In this post, I want to describe the three ideas we’re investigating to synthesize nanoreactors right now and the general methodology of nanoreactor design.

The key characteristics of a nanoreactor are:

  1. A closed vessel that can confine metal nanoparticles
  2. Allows limited diffusion of gas through their walls
  3. A scale on the order of tens to thousands of nanometers
  4. Robust enough to withstand harsh reaction conditions
  5. Uniform geometry – all reactors should be a similar size and shape

The first three requirements are necessary for the dynamics we aim to create within the reactors. The fourth requirement ensures that the catalysts we make will not degrade as we perform tests, and will be useful under industrial conditions. The last requirement is not as important but allows us to more easily characterize the performance of nanoreactors, understand them mechanistically, and ensure that multiple batches of nanoreactors will behave similarly.

Mesoporous metal oxides satisfy the first, second, and fourth requirements right off the bat. They are fairly strong materials, resistant to both physical stress and high temperature, are frequently used as inert supports for metal catalysts, and have a complex network of interconnected pores that allow gasses to slowly diffuse through them.


The question then is how to manufacture metal oxide nano-geometries consistently. There is a well-known method to produce uniformly sized beads from silicon dioxide, known as the Stöber process. If a solution of a silicon-containing molecule (tetraethylorthosilicate) is reacted with a solution containing water under basic conditions, it forms silicon dioxide. If this hydrolysis is performed in a well-mixed solution of carefully balanced ethanol and water, it is possible to produce silica spheres of a controlled size, typically on the scale of hundreds of nanometers.

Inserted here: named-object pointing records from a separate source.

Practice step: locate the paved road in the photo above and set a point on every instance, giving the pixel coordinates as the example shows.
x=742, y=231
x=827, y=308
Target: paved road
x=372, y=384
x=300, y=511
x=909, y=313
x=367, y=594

From here, the final challenge is to produce a cavity and insert the catalyst particles that we intend to use. While there are some methods to selectively etch metal oxides, it is only possible under very tightly controlled conditions, and even then is often only possible when the silica is crystalline, rather than amorphous (as is the result of this process). Instead, it is easier to build a new layer on top of the silica sphere, then dissolve the sphere.


This is the general approach we are taking: by adhering the catalyst particles to the surface of the silica, then using a similar approach of hydrolyzing an organo-metallic precursor molecule, we can form a thin film of zirconium or titanium oxide on the surface of the silica spheres, coating the spheres and catalyst. We can then use sodium hydroxide to remove the silica from the inside. Right now, we’re just beginning to test how reliable this coating process is, and whether it is possible to control the thickness, porosity, and other properties of the coating.